1.- Could I consider the following examples (VAR5-Alk-NA 170001 (Classified unknown); VAR5-Alk-NA and VAR5-Alk-unknown) as unknown or do they mean something different?
These terms do all refer to a unknown compound. This just points to a lack in annotation. As we also ask other laboratories for their spectral libraries it may happen that users use different terms. However, in your example with NA170001 (classified unknown) Joachim Kopka tried to highlight, that there is a chance of identification either as "[C5H12O5 (5TMS)|C20H52O5Si5]" or "[Pentitol (5TMS)|C20H52O5Si5]".

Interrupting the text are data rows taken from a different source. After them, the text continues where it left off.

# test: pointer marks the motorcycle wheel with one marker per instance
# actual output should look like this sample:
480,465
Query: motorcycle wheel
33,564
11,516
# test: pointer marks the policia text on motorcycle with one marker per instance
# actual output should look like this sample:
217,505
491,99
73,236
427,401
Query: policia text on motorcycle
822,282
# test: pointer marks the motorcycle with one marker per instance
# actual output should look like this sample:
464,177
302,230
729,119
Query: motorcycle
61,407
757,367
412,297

2.- Sometimes the compounds are label as True-VAR5-Alk, False-VAR5-Alk and Pred-VAR5-Alk. can I understand that the database was not curate? therefore there are some False. However the ones that are PRED (=predicted?) Can i trust in this prediction? or do i need only to pay attention to the compounds that says true?
This "True", "False" and "pred" just refers to the Retention index. The retention index is specific to the chromatographic setup. As the GMD is a collection of reference spectra from different labs utilising different chromatographic setups we differentiate the quality of the retention index values.

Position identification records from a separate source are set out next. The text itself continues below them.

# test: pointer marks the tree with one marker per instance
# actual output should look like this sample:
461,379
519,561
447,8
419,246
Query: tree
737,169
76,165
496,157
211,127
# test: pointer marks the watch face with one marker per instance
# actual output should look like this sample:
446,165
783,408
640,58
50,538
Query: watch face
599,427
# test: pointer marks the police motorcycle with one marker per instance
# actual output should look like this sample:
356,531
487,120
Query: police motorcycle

- "true" is the best and refers to the fact, that this RI was actually experimentally observed on this chromatographic setup.
- "pred" means
predicted and is the next lower quality level. Importing a library from a other
laboratory we can correlate the retention indexes values for all compounds
which were measured in both labs. Next we use this correlation (a polynomial
fitting or whatever) for a regression of the RIs from new Compounds in the
other laboratory's library into our own chromatographic system.
The quality of the retention index values from such regression depends on the similarity of the chromatographic variant in terms of column polarity, temperature programming and so on. This retention index prediction looks perfect, however as can be seen from the plot, the estimated error in such an predicted retention index is already too large for an automated spectral identification processing. Nevertheless, it is a valuable information in the identification process of unknown spectra.

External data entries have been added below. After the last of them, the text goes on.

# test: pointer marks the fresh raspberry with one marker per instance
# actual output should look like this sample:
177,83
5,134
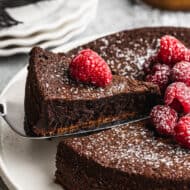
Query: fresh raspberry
89,67
164,119
165,69
181,72
148,64
182,131
171,50
160,75
177,95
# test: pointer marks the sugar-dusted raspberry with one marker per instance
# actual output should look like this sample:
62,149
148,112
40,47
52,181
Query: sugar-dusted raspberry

A retention index prediction with a quality near to experimental observed retention indexes is shown in plot below.
If we don't have any experimentally measured retention index available, but can predict one from different chromatographic setups, we chose the one which makes the best sense from a chromatographic similarity point of view.As far as I understand this field, a final identification can only be proofed by using authentic reference substances.
- "False" refers to the fact, that we don't have a retention index available for the selected chromatographic setup.
|retention index regression between very similar chromatographic variants but different retention index markers.|
3.-PRED-Var5-Alk-Similar Does mean there is a high probability that this compound will be true?
Again, predicted refers only to the retention index. And "similar" comes from a user input. In this case it is a unknown compound measured in a other lab with different chromatographic setup. That’s why we just have a predicted RI available.